Помнишь ли, моё логово, как, хромая, пришёл я сюда. Несколько ворон, перелетая через пролески, через дрок и редины привели меня к твоему роднику. Он стал моим первым собеседником.
Яд разливался по телу. Нестерпимая боль изводила ногу. А я желал только затаиться вблизи большого города, скрыться от натиска ноябрьского сумасшествия и лепетал: «Лечи же, лечи меня, возврати мне здоровье, любовь да доверчивый взор, ты, лесная громада». — Внезапно одноухий волк просунул морду сквозь орешник, разинул пасть. — «Во клыки! Не отрасти таким у меня!» — Опасливо покосился на щеголеватый лук, на колчан, на шерстяной свитер, резанул ледяным взором по кроссовкам, презрительно расхохотался и рванул в лес. Боль снова захлестнула меня и, заскулив, я зарылся в свежеумершие листья. Но этот волчий смех! Жажда этого смеха и нынче гложет моё теперешнее великое здоровье!

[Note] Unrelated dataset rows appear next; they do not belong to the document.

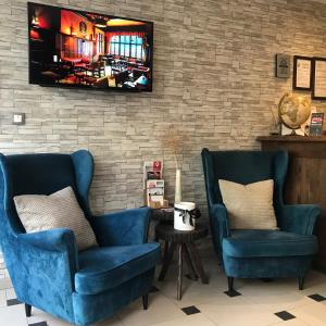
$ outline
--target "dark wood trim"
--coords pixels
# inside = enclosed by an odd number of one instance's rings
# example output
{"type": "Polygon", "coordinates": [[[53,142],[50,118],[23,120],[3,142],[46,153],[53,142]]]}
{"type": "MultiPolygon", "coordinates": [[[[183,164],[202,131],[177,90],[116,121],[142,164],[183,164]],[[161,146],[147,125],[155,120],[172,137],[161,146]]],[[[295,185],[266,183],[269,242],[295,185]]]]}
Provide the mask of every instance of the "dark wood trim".
{"type": "Polygon", "coordinates": [[[318,141],[325,141],[326,142],[326,136],[259,136],[256,137],[258,141],[299,141],[299,142],[318,142],[318,141]]]}

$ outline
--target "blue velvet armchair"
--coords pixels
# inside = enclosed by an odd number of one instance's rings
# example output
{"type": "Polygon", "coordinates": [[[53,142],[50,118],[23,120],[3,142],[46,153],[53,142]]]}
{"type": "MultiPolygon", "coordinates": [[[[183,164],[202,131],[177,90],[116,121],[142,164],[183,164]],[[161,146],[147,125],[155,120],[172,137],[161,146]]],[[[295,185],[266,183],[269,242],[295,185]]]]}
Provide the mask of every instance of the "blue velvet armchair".
{"type": "Polygon", "coordinates": [[[92,216],[88,190],[93,160],[73,154],[0,154],[0,240],[17,299],[72,324],[109,317],[142,296],[147,309],[158,243],[146,243],[150,210],[92,216]],[[70,229],[26,234],[13,197],[50,195],[71,186],[99,247],[78,252],[70,229]]]}
{"type": "Polygon", "coordinates": [[[203,149],[202,162],[214,249],[228,277],[228,290],[234,291],[235,278],[277,277],[297,277],[302,289],[317,251],[313,231],[321,212],[313,204],[284,204],[288,153],[203,149]],[[218,179],[242,185],[274,179],[279,229],[230,229],[218,179]]]}

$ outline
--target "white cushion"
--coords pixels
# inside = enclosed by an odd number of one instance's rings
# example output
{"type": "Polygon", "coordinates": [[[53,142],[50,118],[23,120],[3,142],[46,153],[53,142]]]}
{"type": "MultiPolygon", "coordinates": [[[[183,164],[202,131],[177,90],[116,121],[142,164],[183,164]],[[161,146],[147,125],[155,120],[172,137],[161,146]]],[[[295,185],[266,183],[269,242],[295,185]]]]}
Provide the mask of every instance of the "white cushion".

А после настал черёд человечьего ада: мясо застреленного удода насвистывало над костром подобие Интернационала. Кровь сочилась из раны в ноге. Гной обволакивал голень свинцовым кольцом, и лишь кисейным зимним полднем отваживался я проковылять по тропе, опираясь на лук и подчас падая в молниеносном приступе безумной боли, которая вдруг вырывала меня из леса и швыряла в небытие.
Очнувшись под вечер, я подбирал рассыпанные стрелы и сквозь холодеющий мрак возвращался на ложе из колких листьев; снова вздрагивал от каждого вздоха бредящего ясеня, полоскавшего в ручье свою чешую.
Одежда моя висела клочьями. Всякий комар, преждевременно разбуженный скудным костром, пронзал мою кожу, и я вторил мычащим псалмом страдальца его настойчивому нытью, жадному до моей вяло текущей крови. А когда солёная капля падала с ясеневых корней на мой исцарапанный лоб, то я не находил сил смахнуть её, и, юркнувши меж бровью и переносицей, она благополучно сливалась со слёзным потоком.